White Winds is Wilcox’s side of the story. The first 200 pages of the book describes the planning and organization of the expedition and the climb’s beginnings. Wilcox then documents the prelude to the tragedy— copies of pre-expedition correspondence, each man’s climbing resumes, food and equipment lists show a keen anticipation of many problems on the mountain. The description of the summit storm is supported through diaries, radio logs, and weather forecasts, and a scenerio is postulated on what probably happened to those who perished. (Only three bodies were ever found.) Wilcox includes a classification of windstorms, wind- chill chart, a list of McKinley fatalities (1932 through 1980), and a Mount McKinley “White Winds Index,” designed to convert predicated winds to maximum possible gusts in the summit region.

A successful summit climb had been made in good weather on July 15, by Wilcox in company with the Colorado trio; four members of Wilcox’s party had elected to remain at high camp to make the climb the next day with the remaining four coming up from below. Contrary to Snyder’s account, however, and not in agreement with the analysis of the tragedy presented in the AAC’s 1968 Accidents in North American Mountaineering (which apparently was based more on input from Snyder than from Wilcox), there was no advance warning of the devastating storm that killed those descending from the second successful summit assault. Wilcox’s documentation of radio logs discloses that at no time was a storm alert given the party—yet this has been the chief criticism of the acts leading to the tragedy.

Through meticulous post-expedition research, Wilcox includes an impressive treatise on the storm that affected the McKinley region during that period of July 18 to 26, 1967. From weather records at various lowland stations around McKinley, he calculated that the storm may have been the worst ever encountered by mountaineers anywhere on earth. Wilcox’s analysis of the weather and wind patterns in the McKinley area have received highly favorable response by professional meteorologists and his documentation has been archived in the library of the National Weather Service.
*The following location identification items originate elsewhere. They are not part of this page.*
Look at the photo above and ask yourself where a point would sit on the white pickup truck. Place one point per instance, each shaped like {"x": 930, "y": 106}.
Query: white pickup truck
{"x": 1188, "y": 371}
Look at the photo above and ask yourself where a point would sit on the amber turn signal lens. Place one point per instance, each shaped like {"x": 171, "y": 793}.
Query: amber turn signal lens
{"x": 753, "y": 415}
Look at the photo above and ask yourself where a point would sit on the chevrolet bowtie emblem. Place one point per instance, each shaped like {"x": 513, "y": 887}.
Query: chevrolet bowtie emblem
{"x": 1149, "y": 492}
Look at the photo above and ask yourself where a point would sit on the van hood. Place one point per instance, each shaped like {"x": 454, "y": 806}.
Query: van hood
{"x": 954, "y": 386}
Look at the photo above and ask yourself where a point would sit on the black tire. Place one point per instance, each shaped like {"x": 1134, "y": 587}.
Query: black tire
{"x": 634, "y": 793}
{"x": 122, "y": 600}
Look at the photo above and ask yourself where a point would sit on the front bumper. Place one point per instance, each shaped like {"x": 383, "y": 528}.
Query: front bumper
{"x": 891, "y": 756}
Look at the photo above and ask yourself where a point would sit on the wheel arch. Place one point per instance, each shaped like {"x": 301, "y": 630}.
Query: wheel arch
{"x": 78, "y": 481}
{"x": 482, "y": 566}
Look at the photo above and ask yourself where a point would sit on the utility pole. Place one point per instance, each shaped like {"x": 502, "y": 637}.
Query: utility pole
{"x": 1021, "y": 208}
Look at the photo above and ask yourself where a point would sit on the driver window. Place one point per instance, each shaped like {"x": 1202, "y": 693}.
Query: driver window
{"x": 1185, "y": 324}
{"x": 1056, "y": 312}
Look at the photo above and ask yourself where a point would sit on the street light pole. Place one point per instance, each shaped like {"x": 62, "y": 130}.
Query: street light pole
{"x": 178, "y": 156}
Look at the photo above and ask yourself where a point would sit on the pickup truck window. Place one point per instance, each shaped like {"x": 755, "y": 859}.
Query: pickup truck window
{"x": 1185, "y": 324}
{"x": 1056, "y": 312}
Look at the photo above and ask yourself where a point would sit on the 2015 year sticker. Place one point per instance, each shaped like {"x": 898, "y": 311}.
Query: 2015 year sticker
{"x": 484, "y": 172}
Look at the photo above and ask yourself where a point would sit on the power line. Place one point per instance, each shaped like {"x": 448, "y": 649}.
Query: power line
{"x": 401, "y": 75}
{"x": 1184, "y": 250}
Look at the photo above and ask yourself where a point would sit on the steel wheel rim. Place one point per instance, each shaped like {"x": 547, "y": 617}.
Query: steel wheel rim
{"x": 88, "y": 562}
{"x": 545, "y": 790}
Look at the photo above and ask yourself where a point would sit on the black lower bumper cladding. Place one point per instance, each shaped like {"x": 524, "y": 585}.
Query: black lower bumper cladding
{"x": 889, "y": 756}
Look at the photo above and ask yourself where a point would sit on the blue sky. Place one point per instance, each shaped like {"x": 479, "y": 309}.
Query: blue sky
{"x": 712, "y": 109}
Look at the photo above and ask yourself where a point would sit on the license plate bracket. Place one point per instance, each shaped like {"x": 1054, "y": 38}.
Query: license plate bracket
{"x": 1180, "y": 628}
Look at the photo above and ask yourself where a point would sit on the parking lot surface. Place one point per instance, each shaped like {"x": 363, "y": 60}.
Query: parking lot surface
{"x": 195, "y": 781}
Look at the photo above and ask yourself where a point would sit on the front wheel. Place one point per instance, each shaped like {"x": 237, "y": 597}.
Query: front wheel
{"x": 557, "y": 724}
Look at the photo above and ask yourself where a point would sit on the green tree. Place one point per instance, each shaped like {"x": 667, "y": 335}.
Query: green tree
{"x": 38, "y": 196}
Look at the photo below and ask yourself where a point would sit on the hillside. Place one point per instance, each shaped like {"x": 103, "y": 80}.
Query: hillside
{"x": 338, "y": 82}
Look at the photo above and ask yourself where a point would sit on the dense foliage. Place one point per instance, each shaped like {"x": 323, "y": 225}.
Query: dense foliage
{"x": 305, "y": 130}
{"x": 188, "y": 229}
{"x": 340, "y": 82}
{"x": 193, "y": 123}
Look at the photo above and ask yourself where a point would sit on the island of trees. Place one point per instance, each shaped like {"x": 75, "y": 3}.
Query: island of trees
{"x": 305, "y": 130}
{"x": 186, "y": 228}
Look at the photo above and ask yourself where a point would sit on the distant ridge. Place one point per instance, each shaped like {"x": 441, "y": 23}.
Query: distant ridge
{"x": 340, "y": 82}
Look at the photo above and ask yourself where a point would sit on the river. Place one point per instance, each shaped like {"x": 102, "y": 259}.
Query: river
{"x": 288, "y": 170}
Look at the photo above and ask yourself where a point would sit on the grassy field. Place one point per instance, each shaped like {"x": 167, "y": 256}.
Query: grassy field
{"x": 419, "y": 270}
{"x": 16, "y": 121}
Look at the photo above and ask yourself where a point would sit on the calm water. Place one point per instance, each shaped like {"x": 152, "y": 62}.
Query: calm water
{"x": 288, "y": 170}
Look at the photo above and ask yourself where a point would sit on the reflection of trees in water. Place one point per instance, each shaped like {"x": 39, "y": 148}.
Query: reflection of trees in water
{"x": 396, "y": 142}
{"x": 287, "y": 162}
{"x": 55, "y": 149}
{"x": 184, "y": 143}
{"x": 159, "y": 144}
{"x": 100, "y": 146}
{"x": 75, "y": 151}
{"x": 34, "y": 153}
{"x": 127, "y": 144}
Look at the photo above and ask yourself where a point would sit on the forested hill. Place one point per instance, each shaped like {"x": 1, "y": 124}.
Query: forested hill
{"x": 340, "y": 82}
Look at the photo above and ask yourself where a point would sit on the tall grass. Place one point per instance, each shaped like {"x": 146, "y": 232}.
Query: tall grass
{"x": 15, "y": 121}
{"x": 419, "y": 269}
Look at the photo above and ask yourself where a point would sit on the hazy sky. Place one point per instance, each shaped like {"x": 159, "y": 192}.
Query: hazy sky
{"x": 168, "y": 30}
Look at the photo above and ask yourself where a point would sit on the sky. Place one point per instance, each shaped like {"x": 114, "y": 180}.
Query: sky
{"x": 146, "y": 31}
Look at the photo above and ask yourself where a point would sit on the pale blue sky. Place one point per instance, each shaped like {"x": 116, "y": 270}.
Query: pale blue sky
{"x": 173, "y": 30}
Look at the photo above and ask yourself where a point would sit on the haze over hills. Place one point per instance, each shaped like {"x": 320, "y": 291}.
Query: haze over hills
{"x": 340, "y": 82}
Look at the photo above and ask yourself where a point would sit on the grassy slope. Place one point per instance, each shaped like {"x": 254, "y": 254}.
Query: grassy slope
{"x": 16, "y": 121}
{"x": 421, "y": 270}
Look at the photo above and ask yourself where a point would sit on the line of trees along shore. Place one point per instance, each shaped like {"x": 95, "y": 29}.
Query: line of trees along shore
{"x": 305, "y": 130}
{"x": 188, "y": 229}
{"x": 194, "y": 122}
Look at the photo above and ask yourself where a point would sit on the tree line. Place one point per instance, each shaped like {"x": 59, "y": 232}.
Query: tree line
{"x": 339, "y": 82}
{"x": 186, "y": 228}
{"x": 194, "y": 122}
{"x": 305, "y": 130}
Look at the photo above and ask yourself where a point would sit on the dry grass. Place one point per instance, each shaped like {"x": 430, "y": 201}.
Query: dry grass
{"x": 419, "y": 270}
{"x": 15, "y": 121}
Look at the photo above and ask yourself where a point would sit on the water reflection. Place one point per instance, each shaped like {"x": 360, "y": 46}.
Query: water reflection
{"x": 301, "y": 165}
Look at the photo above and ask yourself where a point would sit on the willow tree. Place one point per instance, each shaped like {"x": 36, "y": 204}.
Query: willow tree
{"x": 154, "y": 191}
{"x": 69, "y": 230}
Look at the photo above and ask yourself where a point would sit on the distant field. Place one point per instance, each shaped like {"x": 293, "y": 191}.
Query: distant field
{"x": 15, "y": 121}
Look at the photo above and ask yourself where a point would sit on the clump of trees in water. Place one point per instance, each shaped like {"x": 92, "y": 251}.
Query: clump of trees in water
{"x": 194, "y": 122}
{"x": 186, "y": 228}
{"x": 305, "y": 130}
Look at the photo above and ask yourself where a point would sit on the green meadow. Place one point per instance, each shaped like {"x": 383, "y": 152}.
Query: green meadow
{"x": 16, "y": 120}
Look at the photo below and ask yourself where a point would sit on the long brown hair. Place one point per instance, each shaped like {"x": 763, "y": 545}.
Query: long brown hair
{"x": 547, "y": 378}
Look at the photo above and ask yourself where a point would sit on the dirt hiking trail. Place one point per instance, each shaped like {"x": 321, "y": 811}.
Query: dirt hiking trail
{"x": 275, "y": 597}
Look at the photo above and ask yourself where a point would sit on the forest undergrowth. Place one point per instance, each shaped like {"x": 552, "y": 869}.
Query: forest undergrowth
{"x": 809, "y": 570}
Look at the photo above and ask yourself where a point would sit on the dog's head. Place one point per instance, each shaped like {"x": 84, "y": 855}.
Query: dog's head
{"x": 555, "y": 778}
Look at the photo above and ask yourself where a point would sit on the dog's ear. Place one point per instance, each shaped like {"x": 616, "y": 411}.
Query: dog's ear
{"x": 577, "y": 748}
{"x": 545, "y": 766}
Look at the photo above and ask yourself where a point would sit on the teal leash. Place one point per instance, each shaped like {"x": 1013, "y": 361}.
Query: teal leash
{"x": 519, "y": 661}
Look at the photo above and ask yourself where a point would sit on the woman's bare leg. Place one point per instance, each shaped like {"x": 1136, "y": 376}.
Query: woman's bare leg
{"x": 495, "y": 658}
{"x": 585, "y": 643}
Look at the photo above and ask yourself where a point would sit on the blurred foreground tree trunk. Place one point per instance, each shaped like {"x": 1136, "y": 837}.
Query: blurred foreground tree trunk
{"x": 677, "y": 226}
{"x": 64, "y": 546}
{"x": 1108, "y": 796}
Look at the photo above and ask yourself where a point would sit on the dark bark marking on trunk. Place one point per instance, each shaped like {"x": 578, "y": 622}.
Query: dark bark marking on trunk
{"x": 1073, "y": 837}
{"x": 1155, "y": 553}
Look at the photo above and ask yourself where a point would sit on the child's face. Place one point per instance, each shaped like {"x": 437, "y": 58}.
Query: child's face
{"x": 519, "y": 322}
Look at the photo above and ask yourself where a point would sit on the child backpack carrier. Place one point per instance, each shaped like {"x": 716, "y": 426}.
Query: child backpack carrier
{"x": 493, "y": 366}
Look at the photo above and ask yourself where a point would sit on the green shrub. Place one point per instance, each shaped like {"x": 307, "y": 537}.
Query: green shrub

The inclusion of this material alone makes the book a valuable reference to all who propose trips to the upper parts of the great peak.

The book is well-written and provides an unusually complete description of the ascent by the old Muldrow Glacier route. Even the occasional surfacing of personality conflicts between the two groups (or their leaders) didn’t entirely spoil the experience and there were many good days and high thoughts. Wilcox’s account reveals no unusually weak or ill climbers in his group (as stated by Snyder), and apparently they did most of the trailbreaking up the glacier and in the deep snows of Karstens Ridge. Only the upper Harper Glacier and in the successful summit climb did the Colorado group assert itself. Wilcox makes no direct or acrimonious references to contradictions with Snyder’s book. However, for a detailed, point-by-point (sometimes nit-picking) discussion of the contradictions, he has published a limited- edition companion volume, A Reader’s Guide to The Hall of the Mountain King; he provides these gratis to those with an interest in comparing the two accounts.

We might wonder at the long 15-year interval between the tragedy and the appearance of White Winds. Why revive old wounds and painful memories for survivors and the relatives and friends of those who perished? The answer seems to be a deep need by Wilcox to expiate himself and shed a heavy moral and emotional load. “I have been a reluctant author,” he writes. “For the disaster was deep and personal— the loss of friends as close as brothers… only a strong feeling of obligations to mountaineers, to the public and to history has prevailed, driving this work to completion and relieving me of an immense burden.”